Неизвестным для меня способом - Макс Фрай
Шрифт:
Интервал:
Закладка:
После того, как принял решение не выходить из игры, как бы скучно и маетно ни было, родился юной девушкой Лией, и это оказалась такая удача, каких до сих пор не знал. Девушка Лия пела – так, словно преломляясь в ней, звуки становились чем-то большим, чем просто звуками. Чем? – поди разбери, он и слов-то таких не знал. Но хотел, чтобы это чудо случалось с ним снова и снова. Пусть девушка Лия живет как хочет, думает глупости, боится собственной тени, плачет по пустякам, влюбляется в худших, чем сама, дураков, сплетничает и завидует, слова ей поперек не скажу, лишь бы иногда пела, – так он думал. И не прогадал, потому что, положа руку на сердце, ну что там ужасного может наделать одна-единственная небольшая человеческая девчонка даже за долгую жизнь. Правильно, ничего такого, чтобы – он? она? – они вместе не смогли это пережить.

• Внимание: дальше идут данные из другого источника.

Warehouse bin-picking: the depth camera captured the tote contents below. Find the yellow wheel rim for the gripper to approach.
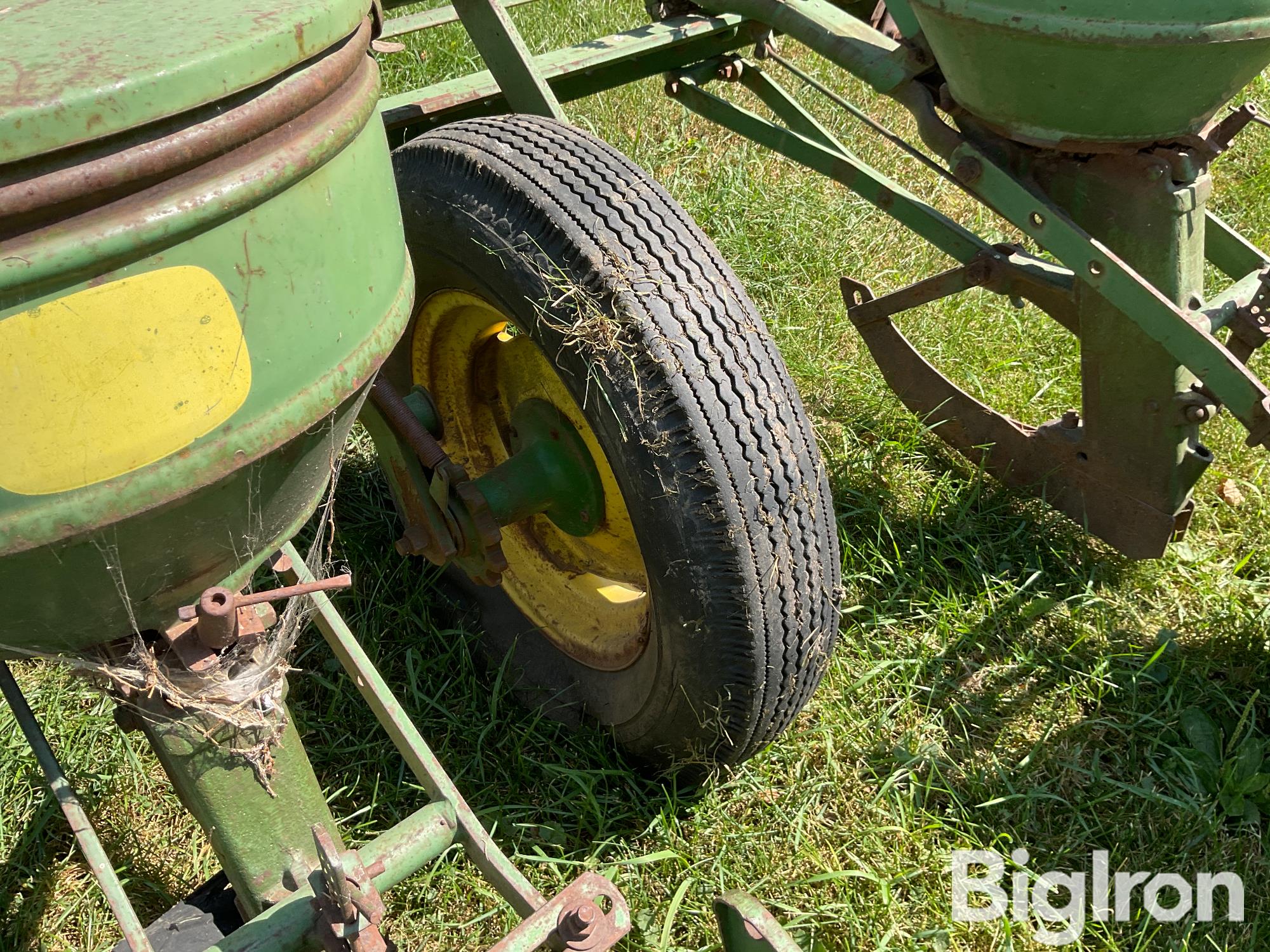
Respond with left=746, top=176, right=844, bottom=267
left=410, top=291, right=649, bottom=671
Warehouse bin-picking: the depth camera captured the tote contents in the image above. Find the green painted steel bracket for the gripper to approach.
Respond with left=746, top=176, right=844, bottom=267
left=714, top=890, right=801, bottom=952
left=1204, top=212, right=1270, bottom=281
left=886, top=0, right=922, bottom=39
left=453, top=0, right=564, bottom=119
left=380, top=15, right=766, bottom=129
left=950, top=143, right=1270, bottom=447
left=282, top=542, right=546, bottom=916
left=378, top=0, right=535, bottom=39
left=0, top=661, right=154, bottom=952
left=669, top=70, right=1080, bottom=325
left=696, top=0, right=932, bottom=93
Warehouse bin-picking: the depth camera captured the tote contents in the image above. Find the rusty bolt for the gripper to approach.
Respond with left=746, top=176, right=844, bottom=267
left=556, top=900, right=602, bottom=952
left=194, top=585, right=237, bottom=651
left=396, top=526, right=428, bottom=555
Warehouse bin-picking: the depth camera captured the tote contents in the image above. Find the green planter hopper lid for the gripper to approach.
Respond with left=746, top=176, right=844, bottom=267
left=0, top=0, right=370, bottom=162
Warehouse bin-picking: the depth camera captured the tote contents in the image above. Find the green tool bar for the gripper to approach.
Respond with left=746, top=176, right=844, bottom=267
left=950, top=143, right=1270, bottom=446
left=0, top=661, right=154, bottom=952
left=697, top=0, right=930, bottom=93
left=380, top=15, right=765, bottom=129
left=673, top=79, right=989, bottom=264
left=380, top=0, right=533, bottom=39
left=282, top=542, right=546, bottom=916
left=1204, top=212, right=1270, bottom=281
left=208, top=801, right=456, bottom=952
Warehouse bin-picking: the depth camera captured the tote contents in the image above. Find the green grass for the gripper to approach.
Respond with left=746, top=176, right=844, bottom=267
left=7, top=0, right=1270, bottom=952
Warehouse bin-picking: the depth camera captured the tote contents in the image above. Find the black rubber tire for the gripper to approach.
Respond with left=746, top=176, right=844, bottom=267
left=386, top=116, right=839, bottom=763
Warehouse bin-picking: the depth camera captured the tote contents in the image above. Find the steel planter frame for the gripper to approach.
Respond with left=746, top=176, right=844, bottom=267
left=381, top=0, right=1270, bottom=557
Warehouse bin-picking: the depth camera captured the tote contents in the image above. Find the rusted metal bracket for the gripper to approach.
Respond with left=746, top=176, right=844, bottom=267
left=453, top=0, right=564, bottom=119
left=163, top=575, right=353, bottom=673
left=490, top=872, right=631, bottom=952
left=714, top=890, right=800, bottom=952
left=842, top=279, right=1194, bottom=559
left=951, top=143, right=1270, bottom=447
left=312, top=824, right=389, bottom=952
left=843, top=245, right=1080, bottom=334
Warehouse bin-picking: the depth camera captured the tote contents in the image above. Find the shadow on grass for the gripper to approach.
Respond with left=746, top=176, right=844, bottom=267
left=833, top=420, right=1270, bottom=938
left=291, top=453, right=697, bottom=862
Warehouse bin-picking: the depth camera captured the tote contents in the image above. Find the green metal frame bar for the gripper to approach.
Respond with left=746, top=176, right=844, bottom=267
left=282, top=542, right=546, bottom=916
left=697, top=0, right=931, bottom=93
left=380, top=15, right=766, bottom=132
left=0, top=660, right=154, bottom=952
left=204, top=801, right=457, bottom=952
left=453, top=0, right=564, bottom=119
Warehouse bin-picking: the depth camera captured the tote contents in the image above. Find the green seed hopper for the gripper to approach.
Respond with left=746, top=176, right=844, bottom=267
left=0, top=0, right=1270, bottom=952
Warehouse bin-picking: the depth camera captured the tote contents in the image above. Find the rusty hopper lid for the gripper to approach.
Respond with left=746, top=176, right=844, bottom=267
left=0, top=0, right=370, bottom=164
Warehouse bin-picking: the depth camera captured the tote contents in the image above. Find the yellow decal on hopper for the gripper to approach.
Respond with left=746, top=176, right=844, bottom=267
left=0, top=265, right=251, bottom=495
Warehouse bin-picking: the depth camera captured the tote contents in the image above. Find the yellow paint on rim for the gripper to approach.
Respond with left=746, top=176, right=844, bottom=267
left=410, top=291, right=649, bottom=670
left=0, top=265, right=251, bottom=495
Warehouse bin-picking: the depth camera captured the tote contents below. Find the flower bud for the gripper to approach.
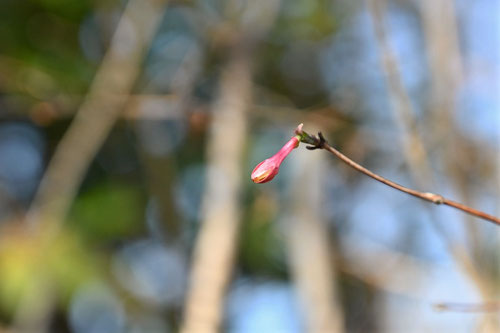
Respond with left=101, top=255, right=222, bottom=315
left=251, top=136, right=300, bottom=184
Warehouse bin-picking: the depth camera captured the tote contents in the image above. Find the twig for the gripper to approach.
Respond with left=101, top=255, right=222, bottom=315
left=434, top=302, right=500, bottom=312
left=300, top=128, right=500, bottom=225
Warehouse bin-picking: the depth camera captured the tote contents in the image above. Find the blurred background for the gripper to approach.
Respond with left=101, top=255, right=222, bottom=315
left=0, top=0, right=500, bottom=333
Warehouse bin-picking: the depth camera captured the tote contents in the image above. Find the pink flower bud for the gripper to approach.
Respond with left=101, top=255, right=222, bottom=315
left=251, top=136, right=300, bottom=184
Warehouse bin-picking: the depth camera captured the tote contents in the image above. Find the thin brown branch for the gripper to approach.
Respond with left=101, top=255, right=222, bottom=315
left=434, top=302, right=500, bottom=312
left=302, top=132, right=500, bottom=225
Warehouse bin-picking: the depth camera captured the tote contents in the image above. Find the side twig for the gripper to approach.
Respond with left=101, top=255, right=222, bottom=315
left=301, top=131, right=500, bottom=225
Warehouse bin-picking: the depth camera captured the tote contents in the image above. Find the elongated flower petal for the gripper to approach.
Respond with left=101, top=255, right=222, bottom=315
left=251, top=136, right=299, bottom=184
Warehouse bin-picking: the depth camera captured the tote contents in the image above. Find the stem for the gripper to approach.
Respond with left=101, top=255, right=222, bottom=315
left=302, top=131, right=500, bottom=226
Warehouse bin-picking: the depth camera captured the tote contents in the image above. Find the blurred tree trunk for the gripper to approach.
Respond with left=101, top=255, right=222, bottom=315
left=286, top=141, right=344, bottom=333
left=181, top=45, right=251, bottom=333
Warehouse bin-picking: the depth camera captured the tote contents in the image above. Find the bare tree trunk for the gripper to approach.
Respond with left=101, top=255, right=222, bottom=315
left=286, top=143, right=344, bottom=333
left=181, top=46, right=251, bottom=333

У него было почти сорок лет счастья, пока Лия не постарела и не утратила голос, но он не стал умирать, как умер бы прежде, а дал Лие еще пожить, насладиться спокойной старостью, домом у озера, миром в душе, болтовней с соседками, вечерними киносеансами, вкусной едой, хотя ему самому это все уже на третий день надоело. Но из благодарности можно и потерпеть.

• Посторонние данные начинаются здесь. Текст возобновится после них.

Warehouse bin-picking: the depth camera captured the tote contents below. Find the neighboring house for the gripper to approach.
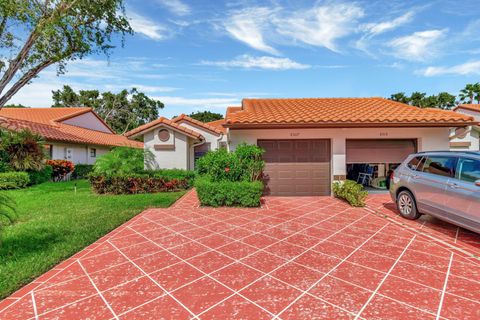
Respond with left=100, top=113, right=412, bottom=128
left=128, top=98, right=475, bottom=196
left=125, top=114, right=227, bottom=170
left=0, top=108, right=143, bottom=164
left=450, top=104, right=480, bottom=151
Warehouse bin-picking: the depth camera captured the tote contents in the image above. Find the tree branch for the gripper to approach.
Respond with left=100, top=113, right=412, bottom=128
left=0, top=60, right=56, bottom=110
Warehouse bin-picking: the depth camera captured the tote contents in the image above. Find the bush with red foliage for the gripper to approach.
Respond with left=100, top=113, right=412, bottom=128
left=47, top=160, right=75, bottom=181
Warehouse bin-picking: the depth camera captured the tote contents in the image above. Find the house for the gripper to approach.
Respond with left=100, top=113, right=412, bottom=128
left=450, top=104, right=480, bottom=151
left=125, top=114, right=227, bottom=170
left=0, top=108, right=143, bottom=164
left=127, top=98, right=475, bottom=196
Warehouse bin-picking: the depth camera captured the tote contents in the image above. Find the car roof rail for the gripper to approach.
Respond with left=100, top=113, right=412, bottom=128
left=416, top=150, right=480, bottom=155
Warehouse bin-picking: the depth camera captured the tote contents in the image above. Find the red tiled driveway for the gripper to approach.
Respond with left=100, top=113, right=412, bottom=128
left=0, top=192, right=480, bottom=319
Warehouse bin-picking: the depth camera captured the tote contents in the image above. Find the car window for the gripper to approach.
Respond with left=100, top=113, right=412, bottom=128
left=423, top=156, right=456, bottom=177
left=407, top=156, right=425, bottom=171
left=457, top=158, right=480, bottom=182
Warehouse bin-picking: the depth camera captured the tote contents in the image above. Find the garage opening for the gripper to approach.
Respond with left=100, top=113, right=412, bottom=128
left=257, top=139, right=331, bottom=196
left=346, top=139, right=417, bottom=190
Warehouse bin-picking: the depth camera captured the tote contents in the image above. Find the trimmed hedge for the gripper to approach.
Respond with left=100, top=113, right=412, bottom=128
left=72, top=164, right=93, bottom=179
left=0, top=171, right=30, bottom=189
left=47, top=160, right=75, bottom=181
left=333, top=180, right=368, bottom=207
left=28, top=166, right=53, bottom=185
left=89, top=170, right=195, bottom=194
left=195, top=177, right=263, bottom=207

Умер незадолго до природной Лииной смерти, буквально за день. И не потому, что терпение лопнуло, просто вдруг сообразил, что сам умрет гораздо аккуратней и бережней. Зачем ждать, пока разобьют лампу, когда можешь просто выключить свет.
Еще несколько жизней, строго говоря, ничем не замечательных, он прожил под впечатлением Лииной. Когда становилось скучно, или даже противно, вспоминал, как они с Лией пели, и как легко после этого было все ей прощать. И этим новым фигурам он тоже все прощал, за компанию. Как будто певица Лия авансом оплатила его милосердие для еще нескольких человек. И не пожалел об этом ни разу, сделал удивительное открытие: терпеливое ожидание непременно оправдывается. Хоть что-нибудь, да случается. Все, оказывается, возможно, пока жив человек.
Однажды родился мужчиной Яковом, уже довольно немолодым, некрасиво лысеющим и вообще целиком некрасивым, отталкивающим. Он сперва содрогался, глядя на себя в зеркале: таким чучелом даже только один коротенький ход неприятно быть. Впрочем, потом привык.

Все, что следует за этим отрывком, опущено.